The TETFund boss also called for a comprehensive review of curricula at all levels to incorporate digital literacy, entrepreneurship, artificial intelligence, data science, renewable energy technologies and financial literacy.

He stressed that Nigeria must significantly increase education spending to meet the UNESCO benchmark, noting that countries such as Rwanda and Kenya, which have consistently devoted larger shares of their budgets to education, are already witnessing positive development outcomes.

Education experts argue that unless Nigeria addresses its funding deficits and aligns academic training with labour market needs, the country may continue to lag behind its African peers in global university rankings and human capital development indicators.

Stephen Sule, a lecturer at the Joseph Sarwuan Tarka University, described chronic underfunding as the root cause of the country’s educational challenges.

“Our budget allocation to education is still around 7 per cent, far below UNESCO’s recommendation of 15-20 per cent for developing countries. Students graduate without strong skills, laboratories lack basic equipment, and public schools have collapsed at the primary and secondary levels,” he said.

While commending government-led teacher training initiatives and interventions by TETFund, Sule argued that more needs to be done to address the sector’s widening deficits.

“Of course, I must give kudos to the government for this teacher training. There are a lot of TETFund initiatives, but the scale of the challenge requires much greater investment,” he noted.

According to him, the weaknesses within the education system have created a ripple effect across the labour market and the broader economy.

“Employers spend heavily retraining graduates who leave school without adequate knowledge. Even artisans struggle, as they often lack basic cognitive training from early schooling,” he added.

Sule pointed to Egypt’s progress as evidence that sustained investment can transform educational outcomes. He noted that Egypt has expanded access to free public education, invested heavily in teacher development and modernised learning infrastructure, contributing to stronger human development outcomes and higher-performing universities.

He argued that Nigeria must prioritise strengthening primary education, where foundational learning gaps often begin, while also addressing severe shortages of classrooms, laboratories and teaching materials across the education system.

Without urgent intervention, he warned, Nigeria risks widening the disconnect between its rapidly growing youth population and the skills required to drive economic growth and national development.

Similarly, Aderinwale Samuel, Director of Sam Citadel International School, said the effects of underinvestment are visible across all levels of learning.
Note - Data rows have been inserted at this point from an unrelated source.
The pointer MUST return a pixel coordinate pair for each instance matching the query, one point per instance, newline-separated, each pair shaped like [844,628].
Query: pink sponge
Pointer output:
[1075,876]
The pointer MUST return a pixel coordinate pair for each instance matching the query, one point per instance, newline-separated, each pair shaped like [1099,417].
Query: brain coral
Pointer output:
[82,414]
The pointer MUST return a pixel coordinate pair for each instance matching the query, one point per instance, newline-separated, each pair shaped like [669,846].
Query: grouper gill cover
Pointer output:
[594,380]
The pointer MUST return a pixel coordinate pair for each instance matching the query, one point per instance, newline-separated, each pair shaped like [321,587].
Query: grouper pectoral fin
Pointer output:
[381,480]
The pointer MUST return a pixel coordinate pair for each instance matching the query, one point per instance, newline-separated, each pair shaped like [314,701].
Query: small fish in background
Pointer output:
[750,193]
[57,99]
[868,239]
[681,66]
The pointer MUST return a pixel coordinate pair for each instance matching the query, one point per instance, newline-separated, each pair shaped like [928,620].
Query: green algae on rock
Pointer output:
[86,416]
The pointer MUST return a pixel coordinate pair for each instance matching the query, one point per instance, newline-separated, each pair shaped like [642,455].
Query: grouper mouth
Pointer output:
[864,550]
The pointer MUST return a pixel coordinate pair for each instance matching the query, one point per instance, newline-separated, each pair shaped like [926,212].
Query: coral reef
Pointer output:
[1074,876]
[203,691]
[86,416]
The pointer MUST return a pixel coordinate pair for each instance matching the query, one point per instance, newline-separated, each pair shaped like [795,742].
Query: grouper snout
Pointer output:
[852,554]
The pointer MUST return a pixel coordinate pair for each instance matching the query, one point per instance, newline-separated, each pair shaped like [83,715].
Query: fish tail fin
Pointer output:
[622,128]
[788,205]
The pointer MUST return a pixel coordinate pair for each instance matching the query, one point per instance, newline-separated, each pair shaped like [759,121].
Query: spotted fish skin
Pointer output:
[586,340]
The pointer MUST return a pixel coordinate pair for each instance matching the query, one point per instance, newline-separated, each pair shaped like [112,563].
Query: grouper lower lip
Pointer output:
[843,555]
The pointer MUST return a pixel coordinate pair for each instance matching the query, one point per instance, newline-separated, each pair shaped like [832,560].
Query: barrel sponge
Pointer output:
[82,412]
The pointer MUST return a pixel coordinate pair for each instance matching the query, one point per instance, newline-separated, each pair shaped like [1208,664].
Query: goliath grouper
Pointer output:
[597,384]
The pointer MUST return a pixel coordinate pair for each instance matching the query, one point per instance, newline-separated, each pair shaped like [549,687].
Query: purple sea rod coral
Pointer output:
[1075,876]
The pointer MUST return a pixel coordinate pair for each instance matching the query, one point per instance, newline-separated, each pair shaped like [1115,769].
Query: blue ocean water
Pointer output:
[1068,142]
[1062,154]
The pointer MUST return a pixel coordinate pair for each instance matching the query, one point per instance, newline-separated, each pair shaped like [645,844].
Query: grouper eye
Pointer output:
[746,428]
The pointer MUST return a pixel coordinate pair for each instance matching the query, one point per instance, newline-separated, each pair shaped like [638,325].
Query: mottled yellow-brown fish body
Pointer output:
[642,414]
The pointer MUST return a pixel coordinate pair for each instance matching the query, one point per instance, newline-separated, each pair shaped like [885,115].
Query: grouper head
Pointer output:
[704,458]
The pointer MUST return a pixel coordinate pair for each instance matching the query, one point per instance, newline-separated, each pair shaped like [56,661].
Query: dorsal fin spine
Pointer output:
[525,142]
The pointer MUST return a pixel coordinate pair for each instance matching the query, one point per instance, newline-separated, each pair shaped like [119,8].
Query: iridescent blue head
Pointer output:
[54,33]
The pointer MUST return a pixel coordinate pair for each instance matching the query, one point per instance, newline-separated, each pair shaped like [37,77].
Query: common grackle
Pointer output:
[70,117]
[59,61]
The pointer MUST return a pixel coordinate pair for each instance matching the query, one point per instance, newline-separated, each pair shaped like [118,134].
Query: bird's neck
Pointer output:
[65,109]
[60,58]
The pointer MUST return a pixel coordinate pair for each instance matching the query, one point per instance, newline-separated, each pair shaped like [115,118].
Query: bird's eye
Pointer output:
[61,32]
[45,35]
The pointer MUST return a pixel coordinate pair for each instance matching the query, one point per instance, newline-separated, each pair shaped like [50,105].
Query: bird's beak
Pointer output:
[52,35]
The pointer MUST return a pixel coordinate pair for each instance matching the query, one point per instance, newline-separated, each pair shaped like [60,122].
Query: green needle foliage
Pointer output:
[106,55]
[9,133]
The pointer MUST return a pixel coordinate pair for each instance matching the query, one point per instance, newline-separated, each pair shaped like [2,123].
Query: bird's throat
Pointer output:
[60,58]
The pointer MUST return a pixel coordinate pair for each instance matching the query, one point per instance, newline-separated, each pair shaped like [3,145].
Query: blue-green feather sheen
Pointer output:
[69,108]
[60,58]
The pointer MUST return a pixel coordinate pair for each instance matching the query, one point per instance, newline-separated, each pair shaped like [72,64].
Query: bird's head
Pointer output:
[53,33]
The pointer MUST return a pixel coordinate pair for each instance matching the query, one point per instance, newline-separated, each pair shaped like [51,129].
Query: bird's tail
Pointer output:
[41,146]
“In many government schools, children sit on the floor or window sills to learn because classrooms are overcrowded and dilapidated. Teachers are poorly paid, sometimes going unpaid for months, and morale is at rock bottom. Under these conditions, we cannot expect high literacy or meaningful learning,” he said.

Samuel noted that Nigerians spend an average of just 6.2 years in school, compared with the global average of 8.6 years and Egypt’s 10.2 years, while adult literacy remains around 62 per cent, with lower rates among women and rural communities.

He said Egypt’s Education 2.0 reform programme has helped improve learning outcomes through competency-based curricula, digital learning tools, smart classrooms, adult literacy campaigns and expanded vocational training programmes.

“Egypt invests deliberately in teacher training, incentives and modern digital tools. These policies have boosted youth literacy to over 90 per cent, compared to Nigeria’s 62 per cent.
“We must move beyond rhetoric and treat education as the foundation of national growth,” he said.